Without explicit evidence of efficacy for BIPOC youth, the justification for “scaling up” programs requires maintaining an assumption of White universalism and the acceptance of avoidable scientific errors. On the other hand, we recognize that withholding effective prevention programs from understudied populations could also adversely impact the behavioral health of BIPOC youth. Therefore, we join the call of Aarons and colleagues (2017) for researchers to work as urgently on scaling out effective prevention programs (i.e., adapting to novel populations or delivery systems) as on scaling them up. When doing so, we must allocate adequate funding for the formation of authentic and long-lasting research-practice partnerships, and for the protection of human subjects, data collection, analysis, and dissemination as an acknowledgment that this work is experimental rather than translational – it requires the informed participation of intended beneficiaries and all of the safeguards of scientific ethics in order to avoid unintended harms. Our research funders, journal editors, and repository curators need to actively support, circulate, and track scale out efforts (Alvidrez et al., 2019). In our work, we must interrogate power within prevention, as part and parcel to our efforts to Unleash the Power of Prevention – to reduce disparities in the behavioral health of young people.

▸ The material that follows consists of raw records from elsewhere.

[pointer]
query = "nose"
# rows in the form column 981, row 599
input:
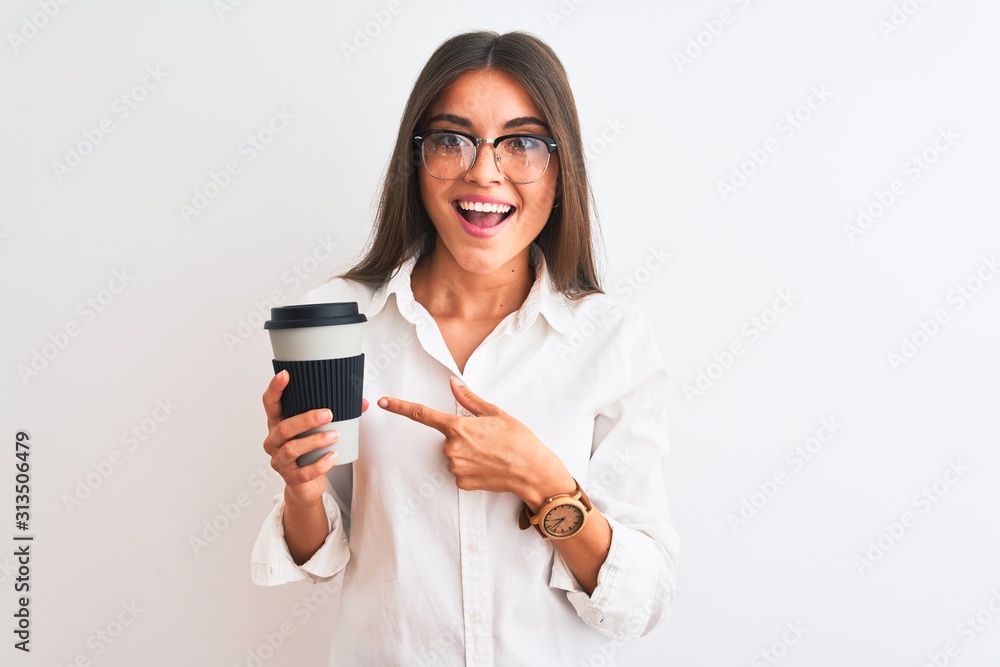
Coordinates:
column 485, row 170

In sum, prevention coalition members should be able to efficiently identify a program that has been studied and demonstrated to prevent behavioral health problems in young people who identify as Black, Indigenous, or other People of Color. If a program has not yet been studied and demonstrated to be effective for BIPOC youth, we should develop protocols for intervention modification, use, testing, and incorporation into our knowledge base. In addition, we need to expand our scientific inquiries to processes that do not emanate from what has shown to be effective for White populations, but alternatively builds and amplifies a knowledge base that centers BIPOC experiences. Note, we are not the first to suggest either of these approaches (see Alvidrez et al., 2019, Barrera et al., 2017; Ford & Airhihenbuwa, 2010; Marsiglia & Booth, 2015; Jagers et al., 2019; Stanley et al., 2020); we are simply reiterating that the need remains unmet. If we continue to under-theorize, under-sample, under-analyze, or blatantly ignore race and the impact of racism in our studies, we will continue to bemoan the failures of communities to use science to inform their practice, without acknowledging that it was us who abdicated our responsibility, as researchers, to provide trustworthy evidence central to local prevention planning and the healthy youth development.